MacDonald Family
Biography
Kenneth MacDonald, a graduate of Lincoln High and the University of Nebraska-Lincoln, trained for the ministry at McCormick Theological Seminary in Chicago, Princeton University, and abroad in Germany. He accepted a missionary assignment in the Philippines in 1909. Kenneth married Alice Compton, who was also a graduate of the University of Nebraska, in 1913. Alice returned with him to the Philippines after a honeymoon in the Holy Land. They had four children, three of whom survived. Their second child, Esther, died of dysentery in Cebu at a mission meeting when she was three. Alice died in 1924, ten days after her fourth child, Robert, was born.
Kenneth married Margaret Wickes, a missionary teacher in 1926, and they had three children.

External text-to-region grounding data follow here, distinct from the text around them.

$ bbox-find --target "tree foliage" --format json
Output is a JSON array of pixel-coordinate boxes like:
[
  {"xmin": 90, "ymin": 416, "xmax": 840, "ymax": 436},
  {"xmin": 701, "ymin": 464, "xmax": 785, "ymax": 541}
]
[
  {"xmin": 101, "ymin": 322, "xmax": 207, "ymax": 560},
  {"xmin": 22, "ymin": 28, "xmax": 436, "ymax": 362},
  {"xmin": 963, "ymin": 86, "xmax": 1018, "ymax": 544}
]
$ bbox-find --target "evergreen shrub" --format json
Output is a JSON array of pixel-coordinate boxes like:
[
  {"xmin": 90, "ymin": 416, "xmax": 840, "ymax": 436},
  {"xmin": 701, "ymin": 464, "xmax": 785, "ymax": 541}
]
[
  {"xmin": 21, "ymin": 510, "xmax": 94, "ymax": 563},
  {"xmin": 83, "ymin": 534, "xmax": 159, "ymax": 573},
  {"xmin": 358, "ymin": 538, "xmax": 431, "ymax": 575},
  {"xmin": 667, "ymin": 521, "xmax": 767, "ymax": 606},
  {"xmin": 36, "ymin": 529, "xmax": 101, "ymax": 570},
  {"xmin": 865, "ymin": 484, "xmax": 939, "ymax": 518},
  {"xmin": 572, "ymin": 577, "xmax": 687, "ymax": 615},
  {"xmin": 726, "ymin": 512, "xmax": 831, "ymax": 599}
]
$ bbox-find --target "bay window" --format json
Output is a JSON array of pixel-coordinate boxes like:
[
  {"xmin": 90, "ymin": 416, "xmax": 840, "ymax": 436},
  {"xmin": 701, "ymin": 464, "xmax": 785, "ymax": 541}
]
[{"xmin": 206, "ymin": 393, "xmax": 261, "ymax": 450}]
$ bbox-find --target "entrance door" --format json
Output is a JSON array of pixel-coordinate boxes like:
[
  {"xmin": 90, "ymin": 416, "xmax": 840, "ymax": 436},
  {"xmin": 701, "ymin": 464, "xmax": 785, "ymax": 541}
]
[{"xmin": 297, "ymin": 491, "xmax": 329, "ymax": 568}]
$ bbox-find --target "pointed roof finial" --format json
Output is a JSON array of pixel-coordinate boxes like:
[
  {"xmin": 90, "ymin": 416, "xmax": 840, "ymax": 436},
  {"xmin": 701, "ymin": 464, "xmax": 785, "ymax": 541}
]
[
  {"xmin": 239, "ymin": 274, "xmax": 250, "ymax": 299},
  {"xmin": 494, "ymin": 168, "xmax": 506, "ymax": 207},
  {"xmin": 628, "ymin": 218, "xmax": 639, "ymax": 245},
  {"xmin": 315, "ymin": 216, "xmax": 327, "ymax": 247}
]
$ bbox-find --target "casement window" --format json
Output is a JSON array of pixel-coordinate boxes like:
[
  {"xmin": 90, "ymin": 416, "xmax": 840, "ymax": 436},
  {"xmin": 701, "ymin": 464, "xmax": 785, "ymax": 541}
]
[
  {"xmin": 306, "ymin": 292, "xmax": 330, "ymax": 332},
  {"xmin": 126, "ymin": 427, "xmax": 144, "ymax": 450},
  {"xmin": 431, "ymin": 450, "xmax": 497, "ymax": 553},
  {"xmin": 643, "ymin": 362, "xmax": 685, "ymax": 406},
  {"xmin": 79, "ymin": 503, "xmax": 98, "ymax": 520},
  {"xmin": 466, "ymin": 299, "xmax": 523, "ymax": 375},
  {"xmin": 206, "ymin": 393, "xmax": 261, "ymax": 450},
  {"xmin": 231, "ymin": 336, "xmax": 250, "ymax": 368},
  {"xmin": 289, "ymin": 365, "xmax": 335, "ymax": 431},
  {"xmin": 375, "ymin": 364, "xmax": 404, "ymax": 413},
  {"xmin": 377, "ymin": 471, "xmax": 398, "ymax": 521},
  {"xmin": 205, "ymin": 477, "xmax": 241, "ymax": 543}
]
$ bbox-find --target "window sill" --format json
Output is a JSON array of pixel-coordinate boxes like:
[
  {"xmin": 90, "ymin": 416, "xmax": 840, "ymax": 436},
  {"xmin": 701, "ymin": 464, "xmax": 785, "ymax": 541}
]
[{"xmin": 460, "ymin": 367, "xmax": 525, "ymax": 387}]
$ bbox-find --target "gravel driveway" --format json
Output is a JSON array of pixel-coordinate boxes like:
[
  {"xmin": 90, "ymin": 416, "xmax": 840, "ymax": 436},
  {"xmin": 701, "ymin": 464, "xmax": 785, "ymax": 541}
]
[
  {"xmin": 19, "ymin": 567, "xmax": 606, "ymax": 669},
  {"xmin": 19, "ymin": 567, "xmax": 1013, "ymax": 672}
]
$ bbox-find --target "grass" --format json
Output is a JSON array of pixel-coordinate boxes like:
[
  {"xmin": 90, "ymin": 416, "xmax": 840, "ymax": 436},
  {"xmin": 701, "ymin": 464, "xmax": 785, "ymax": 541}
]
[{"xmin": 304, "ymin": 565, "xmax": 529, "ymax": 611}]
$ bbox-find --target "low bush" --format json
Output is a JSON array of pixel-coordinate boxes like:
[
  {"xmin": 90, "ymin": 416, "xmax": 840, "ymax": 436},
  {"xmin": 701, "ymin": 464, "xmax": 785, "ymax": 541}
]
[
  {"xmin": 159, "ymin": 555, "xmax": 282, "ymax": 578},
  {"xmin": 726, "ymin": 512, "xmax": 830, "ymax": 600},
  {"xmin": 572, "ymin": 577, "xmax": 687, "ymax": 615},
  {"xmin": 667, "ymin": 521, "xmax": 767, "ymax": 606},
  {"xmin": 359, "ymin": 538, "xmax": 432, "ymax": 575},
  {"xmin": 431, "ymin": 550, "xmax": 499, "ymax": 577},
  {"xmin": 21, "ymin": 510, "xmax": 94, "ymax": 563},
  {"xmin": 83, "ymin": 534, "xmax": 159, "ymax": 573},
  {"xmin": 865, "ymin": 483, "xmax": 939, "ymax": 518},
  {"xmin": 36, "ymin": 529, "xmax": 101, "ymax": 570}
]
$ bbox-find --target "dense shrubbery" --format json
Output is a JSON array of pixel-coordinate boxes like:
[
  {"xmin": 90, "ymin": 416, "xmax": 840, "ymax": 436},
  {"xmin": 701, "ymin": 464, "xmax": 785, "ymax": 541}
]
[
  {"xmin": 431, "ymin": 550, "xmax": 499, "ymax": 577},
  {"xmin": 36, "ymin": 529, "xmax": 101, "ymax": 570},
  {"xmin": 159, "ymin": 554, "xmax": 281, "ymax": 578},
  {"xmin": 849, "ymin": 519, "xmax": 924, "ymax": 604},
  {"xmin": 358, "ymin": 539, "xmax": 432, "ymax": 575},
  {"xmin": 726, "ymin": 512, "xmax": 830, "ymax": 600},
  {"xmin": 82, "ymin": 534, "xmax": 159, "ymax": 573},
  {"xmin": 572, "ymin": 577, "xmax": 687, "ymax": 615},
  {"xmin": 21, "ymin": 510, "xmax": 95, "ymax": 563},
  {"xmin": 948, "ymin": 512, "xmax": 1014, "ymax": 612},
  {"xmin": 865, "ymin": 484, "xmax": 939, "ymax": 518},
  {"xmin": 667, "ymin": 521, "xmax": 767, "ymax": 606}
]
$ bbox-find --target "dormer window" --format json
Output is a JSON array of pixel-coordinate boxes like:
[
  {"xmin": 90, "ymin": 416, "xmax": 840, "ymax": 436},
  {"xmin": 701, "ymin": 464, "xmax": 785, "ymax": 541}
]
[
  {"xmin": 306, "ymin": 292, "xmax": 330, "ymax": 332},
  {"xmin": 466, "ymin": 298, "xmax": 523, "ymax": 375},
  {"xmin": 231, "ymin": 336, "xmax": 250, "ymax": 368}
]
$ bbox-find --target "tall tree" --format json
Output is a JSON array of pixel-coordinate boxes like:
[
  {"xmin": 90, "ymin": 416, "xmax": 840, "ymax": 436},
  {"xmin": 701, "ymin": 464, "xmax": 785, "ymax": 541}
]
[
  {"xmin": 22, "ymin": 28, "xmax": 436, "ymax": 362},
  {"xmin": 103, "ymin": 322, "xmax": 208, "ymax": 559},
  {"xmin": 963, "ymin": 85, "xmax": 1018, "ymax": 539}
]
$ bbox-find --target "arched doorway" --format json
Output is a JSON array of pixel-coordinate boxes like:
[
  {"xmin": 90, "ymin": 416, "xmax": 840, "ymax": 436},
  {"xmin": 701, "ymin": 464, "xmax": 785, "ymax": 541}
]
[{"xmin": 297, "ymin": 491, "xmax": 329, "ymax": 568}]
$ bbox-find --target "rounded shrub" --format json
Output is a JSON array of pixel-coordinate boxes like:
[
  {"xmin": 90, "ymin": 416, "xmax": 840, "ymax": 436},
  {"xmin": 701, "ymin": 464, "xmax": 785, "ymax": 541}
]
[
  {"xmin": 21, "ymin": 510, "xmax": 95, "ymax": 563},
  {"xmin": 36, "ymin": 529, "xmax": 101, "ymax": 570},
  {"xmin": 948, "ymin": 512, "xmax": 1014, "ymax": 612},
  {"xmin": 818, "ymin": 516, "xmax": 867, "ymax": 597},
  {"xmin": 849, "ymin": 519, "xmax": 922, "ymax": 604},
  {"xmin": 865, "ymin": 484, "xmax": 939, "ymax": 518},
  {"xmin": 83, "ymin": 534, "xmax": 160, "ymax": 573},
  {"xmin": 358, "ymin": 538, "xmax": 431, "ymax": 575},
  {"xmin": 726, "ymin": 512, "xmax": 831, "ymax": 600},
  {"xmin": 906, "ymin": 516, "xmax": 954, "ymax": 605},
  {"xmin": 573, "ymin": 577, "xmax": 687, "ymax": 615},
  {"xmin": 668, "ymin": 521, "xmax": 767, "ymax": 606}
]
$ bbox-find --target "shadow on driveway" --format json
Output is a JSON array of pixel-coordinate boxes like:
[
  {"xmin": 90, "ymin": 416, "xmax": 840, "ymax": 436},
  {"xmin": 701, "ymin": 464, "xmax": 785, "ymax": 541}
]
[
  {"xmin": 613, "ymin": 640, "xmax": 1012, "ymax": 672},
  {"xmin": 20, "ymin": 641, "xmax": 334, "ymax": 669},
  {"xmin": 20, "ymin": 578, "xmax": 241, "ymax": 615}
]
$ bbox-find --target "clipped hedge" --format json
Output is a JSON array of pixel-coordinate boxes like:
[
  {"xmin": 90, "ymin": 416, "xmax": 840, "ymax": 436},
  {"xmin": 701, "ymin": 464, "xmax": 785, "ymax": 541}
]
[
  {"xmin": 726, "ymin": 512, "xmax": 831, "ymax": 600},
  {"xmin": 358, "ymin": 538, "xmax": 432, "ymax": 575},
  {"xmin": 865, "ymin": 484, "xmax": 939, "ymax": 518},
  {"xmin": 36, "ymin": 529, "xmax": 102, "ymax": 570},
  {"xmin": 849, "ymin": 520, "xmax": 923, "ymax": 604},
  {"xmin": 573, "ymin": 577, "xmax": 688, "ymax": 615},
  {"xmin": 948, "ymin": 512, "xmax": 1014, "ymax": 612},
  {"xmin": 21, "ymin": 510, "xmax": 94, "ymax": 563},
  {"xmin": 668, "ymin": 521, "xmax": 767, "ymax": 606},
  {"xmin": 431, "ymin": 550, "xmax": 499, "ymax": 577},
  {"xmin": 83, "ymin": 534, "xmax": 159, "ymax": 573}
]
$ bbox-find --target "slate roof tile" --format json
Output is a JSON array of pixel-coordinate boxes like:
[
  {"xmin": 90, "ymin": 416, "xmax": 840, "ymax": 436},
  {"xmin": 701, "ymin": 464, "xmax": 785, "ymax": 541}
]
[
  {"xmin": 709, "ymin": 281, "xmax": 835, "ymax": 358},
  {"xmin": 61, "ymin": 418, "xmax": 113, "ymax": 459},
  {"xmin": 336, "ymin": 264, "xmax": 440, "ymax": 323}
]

Kenneth worked on translating the New Testament into the main Philippine dialect. At the approach of the Japanese during World War II, Kenneth and Margaret fled into the Philippine mountains with four of their children, Bobby, Helen, John, and George. Their other two children, Janet and Sibyl, were living in the U.S. at this time. The family was found and taken prisoner in 1942. They were held in Santo Thomas Prison until released to live in a compound in 1944. From the compound, Kenneth and family were re-interred to Los Banos where they were starved and then rescued on February 23, 1945. The MacDonalds recuperated in Missoula, Montana for 16 months before returning to the Philippines to pastor and rebuild damaged mission and church buildings. In 1952, retirement brought the family to Missoula where Kenneth pastored various churches. He died at age 86.
Another interesting thing to note is that Alice’s sister, Nellie Jane Compton, worked in the University of Nebraska-Lincoln library during the 1920s and 30s. Their brother Charlie Compton was also a librarian at the St. Louis Public Library, and R.K. MacDonald, Alice’s son, was a high school librarian for 36 years.